[370. {373.}1 Tīṇuppalamāliya2]

On CChandabhāgā River’s bank,
I was a monkey3 at that time.
I saw the Stainless Buddha [who]
was seated on a mountainside. (1) [3232]

I was enraptured seeing [him],
Shining Forth in All Directions,
like a regal sal tree in bloom,
Bearing the Great and Lesser Marks.4(2) [3233]

Happy, with [my] heart exultant,
[and my] mind bristling with joy,
I offered on [the Buddha’s] head
three [lovely] blue lotus flowers. (3) [3234]

After offering5 [those] flowers
to Phussa [Buddha], the Great Sage,
cultivating great reverence,
I went off [from there] facing north. (4) [3235]

Crouched over6 going off [from there,]
with a mind that was very clear,
I alighted on a mountain
[and] attained the end of [my] life. (5) [3236]

Due to that karma done very well,
with intention and [firm] resolve,
discarding [my] human body,7
I went to Tāvatiṃsa [then]. (6) [3237]

And [afterwards,] three hundred times,
I ruled over the [world of] gods.
And [furthermore] five hundred times
I was a king who turned the wheel. (7) [3238]

In the ninety-two aeons since
I did pūjā [with] that flower,
I’ve come to know no bad rebirth:
that’s the fruit of Buddha-pūjā. (8) [3239]

The four analytical modes,
and these eight deliverances,
six special knowledges mastered,
[I have] done what the Buddha taught! (9) [3240]

Thus indeed Venerable Tīṇuppalamāliya Thera spoke these verses.

The legend of Tīṇuppalamāliya Thera is finished.

  1. Apadāna numbers provided in {fancy brackets} correspond to the BJTS edition, which contains more individual poems than does the PTS edition dictating the main numbering of this translation.

  2. “Three Blue Lotus Flower-er.” BJTS reads Tiuppala°. Cf. #339{342}.

  3. vānara. This is the elegant grey langur (Sinh. vandurā) as opposed to the cruder rhesus monkey (Sinh. rilavā)

  4. lakkhaṇavyañjanûpetaŋ, i.e., the thirty-two primary marks and eighty lesser or minor marks that adorn the body of a great man (mahāpurusa) who is destined to be either a wheel-turning monarch or a Buddha.

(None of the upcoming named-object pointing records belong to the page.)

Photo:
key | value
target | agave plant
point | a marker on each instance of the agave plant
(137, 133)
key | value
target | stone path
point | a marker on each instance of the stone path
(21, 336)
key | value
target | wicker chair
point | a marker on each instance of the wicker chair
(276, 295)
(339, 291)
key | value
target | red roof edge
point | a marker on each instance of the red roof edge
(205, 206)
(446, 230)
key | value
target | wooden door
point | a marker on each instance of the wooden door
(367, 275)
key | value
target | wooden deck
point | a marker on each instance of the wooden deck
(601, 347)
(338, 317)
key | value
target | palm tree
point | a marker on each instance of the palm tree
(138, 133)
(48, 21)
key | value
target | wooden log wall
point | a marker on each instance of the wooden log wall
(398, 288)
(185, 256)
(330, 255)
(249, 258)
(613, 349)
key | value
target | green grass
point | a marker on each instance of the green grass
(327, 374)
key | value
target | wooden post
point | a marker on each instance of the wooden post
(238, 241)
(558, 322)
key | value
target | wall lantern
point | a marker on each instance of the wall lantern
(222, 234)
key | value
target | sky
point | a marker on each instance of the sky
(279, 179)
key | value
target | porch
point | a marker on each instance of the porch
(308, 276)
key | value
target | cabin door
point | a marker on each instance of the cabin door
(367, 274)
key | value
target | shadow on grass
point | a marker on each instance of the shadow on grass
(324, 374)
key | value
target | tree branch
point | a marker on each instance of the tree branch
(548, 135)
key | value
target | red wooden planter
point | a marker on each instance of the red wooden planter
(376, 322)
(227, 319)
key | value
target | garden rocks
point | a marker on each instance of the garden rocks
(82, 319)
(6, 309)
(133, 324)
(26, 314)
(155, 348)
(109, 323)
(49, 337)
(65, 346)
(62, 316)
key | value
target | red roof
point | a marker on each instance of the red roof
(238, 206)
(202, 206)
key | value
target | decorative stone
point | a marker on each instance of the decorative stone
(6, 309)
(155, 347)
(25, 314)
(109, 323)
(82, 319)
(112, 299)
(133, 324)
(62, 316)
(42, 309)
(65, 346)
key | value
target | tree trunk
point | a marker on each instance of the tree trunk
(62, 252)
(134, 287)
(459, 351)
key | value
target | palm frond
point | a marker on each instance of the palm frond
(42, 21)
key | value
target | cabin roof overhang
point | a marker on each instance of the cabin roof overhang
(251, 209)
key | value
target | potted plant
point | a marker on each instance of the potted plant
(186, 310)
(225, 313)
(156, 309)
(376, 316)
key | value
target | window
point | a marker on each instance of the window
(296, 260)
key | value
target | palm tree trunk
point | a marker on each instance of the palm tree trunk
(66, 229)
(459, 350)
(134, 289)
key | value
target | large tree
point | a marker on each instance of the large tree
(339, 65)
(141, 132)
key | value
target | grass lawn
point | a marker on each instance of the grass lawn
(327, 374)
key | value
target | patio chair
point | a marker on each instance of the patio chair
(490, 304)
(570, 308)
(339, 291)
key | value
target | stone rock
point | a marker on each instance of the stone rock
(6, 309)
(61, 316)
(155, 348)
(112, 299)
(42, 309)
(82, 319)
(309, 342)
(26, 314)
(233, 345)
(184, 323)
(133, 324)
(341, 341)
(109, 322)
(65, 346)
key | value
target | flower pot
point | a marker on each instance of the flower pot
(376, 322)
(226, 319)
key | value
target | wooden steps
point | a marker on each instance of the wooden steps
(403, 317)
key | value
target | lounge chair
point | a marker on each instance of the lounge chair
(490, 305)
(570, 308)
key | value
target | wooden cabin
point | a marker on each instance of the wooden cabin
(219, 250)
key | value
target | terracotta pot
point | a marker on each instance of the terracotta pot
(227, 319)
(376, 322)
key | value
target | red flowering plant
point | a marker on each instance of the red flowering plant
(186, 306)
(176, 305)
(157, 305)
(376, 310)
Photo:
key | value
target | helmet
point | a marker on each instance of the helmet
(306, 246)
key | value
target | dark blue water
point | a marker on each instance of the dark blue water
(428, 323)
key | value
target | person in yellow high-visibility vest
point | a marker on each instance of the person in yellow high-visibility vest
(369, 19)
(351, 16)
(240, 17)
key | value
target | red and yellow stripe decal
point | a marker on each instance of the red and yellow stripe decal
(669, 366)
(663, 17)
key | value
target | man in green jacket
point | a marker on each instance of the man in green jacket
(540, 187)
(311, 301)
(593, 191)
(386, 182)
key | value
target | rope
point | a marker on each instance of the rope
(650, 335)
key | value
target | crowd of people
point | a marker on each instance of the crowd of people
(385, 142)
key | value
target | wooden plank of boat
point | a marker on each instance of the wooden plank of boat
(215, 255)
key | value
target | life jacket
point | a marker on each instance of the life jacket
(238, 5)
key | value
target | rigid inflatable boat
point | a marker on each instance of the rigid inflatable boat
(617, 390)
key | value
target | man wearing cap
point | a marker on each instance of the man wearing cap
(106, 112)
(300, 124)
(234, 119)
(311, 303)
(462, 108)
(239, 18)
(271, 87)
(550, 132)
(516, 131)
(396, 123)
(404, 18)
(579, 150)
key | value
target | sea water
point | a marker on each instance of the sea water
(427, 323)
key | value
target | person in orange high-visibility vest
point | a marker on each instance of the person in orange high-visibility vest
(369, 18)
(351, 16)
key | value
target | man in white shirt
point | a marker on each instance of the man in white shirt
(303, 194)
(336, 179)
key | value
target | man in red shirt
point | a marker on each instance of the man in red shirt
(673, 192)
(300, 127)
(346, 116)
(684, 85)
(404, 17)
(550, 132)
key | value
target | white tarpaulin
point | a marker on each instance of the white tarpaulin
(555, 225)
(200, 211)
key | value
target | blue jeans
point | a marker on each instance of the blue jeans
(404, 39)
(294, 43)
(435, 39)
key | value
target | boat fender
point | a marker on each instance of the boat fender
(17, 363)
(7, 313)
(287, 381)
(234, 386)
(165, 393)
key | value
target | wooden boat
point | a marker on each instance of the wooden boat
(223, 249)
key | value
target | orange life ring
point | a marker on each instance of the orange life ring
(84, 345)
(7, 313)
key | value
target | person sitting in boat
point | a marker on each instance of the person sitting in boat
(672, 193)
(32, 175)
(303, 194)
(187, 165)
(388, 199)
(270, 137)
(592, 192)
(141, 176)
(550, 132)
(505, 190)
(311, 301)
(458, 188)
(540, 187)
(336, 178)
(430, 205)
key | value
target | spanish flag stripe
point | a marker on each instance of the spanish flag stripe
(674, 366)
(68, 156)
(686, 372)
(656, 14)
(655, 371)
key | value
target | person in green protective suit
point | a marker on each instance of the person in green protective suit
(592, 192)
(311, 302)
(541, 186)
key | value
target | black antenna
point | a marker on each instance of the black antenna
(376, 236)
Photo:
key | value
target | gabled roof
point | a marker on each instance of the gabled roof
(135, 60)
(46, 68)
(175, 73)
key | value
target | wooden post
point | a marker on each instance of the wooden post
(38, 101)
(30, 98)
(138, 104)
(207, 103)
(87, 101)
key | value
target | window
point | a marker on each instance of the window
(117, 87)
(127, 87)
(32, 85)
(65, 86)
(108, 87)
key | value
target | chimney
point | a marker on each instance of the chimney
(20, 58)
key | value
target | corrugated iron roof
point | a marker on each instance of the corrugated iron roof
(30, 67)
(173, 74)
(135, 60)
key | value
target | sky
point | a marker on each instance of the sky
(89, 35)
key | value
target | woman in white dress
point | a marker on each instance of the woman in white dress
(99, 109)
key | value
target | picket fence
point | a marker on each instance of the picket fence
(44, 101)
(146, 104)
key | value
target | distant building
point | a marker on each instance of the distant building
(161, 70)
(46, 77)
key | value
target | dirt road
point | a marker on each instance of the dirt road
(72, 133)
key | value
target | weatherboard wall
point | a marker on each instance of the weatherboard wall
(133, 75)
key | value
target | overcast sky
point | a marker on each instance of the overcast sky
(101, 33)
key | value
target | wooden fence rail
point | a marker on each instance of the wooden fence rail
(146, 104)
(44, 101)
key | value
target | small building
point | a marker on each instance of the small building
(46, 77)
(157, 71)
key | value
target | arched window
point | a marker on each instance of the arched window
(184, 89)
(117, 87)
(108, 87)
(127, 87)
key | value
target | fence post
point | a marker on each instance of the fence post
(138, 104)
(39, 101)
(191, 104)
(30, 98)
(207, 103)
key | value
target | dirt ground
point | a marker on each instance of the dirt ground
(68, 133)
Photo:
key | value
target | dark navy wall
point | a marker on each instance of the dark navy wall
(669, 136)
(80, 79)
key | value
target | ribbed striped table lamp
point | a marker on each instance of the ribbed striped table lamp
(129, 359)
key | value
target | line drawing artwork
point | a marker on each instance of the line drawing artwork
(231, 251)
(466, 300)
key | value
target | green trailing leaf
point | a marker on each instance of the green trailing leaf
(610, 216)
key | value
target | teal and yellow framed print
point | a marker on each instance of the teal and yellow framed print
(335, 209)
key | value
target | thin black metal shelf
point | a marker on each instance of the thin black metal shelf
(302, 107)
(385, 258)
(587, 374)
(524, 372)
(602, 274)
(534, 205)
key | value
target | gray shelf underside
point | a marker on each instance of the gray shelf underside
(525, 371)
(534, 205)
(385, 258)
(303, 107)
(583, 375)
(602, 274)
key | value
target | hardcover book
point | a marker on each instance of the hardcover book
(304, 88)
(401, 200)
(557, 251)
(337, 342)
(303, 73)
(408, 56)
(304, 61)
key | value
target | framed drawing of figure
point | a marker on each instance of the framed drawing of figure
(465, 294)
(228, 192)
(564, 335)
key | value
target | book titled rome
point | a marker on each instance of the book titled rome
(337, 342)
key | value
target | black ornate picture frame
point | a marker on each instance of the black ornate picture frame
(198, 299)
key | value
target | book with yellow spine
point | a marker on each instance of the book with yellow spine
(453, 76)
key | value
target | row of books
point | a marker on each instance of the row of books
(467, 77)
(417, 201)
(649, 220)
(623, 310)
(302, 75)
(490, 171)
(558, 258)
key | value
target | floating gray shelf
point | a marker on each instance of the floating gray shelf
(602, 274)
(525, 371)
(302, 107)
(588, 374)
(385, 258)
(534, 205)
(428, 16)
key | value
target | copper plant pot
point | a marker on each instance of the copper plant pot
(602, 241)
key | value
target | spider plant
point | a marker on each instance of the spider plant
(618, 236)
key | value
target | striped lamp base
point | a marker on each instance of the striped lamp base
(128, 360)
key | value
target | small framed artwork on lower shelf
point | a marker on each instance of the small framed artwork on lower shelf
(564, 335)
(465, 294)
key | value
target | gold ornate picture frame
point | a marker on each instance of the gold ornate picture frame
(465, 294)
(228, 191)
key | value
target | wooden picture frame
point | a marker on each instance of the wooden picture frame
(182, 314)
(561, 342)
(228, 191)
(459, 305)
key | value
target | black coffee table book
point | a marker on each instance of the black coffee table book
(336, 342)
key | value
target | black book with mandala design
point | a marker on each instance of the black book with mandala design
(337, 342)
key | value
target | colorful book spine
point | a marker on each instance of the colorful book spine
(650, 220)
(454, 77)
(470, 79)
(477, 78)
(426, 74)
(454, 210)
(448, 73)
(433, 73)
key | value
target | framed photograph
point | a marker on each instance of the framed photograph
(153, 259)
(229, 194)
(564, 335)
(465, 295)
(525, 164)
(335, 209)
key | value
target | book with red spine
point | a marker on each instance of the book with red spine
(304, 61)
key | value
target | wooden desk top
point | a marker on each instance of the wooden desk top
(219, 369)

  5. lit., “after doing pūjā with”

  6. taking paṭikuṭiko (BJTS reads pati°) as fr. paṭikuṭati “to crouch,” “to bend over” (as does apparently BJTS, glossing the term häkiḷī = vakuṭu vu). This may mean that he went off still bowing in reverence, or else that he went off on all fours.

  7. here as above, the recurrent verse has not been modified to reflect that the protagonist discards a simian rather than human body as he moves to heaven.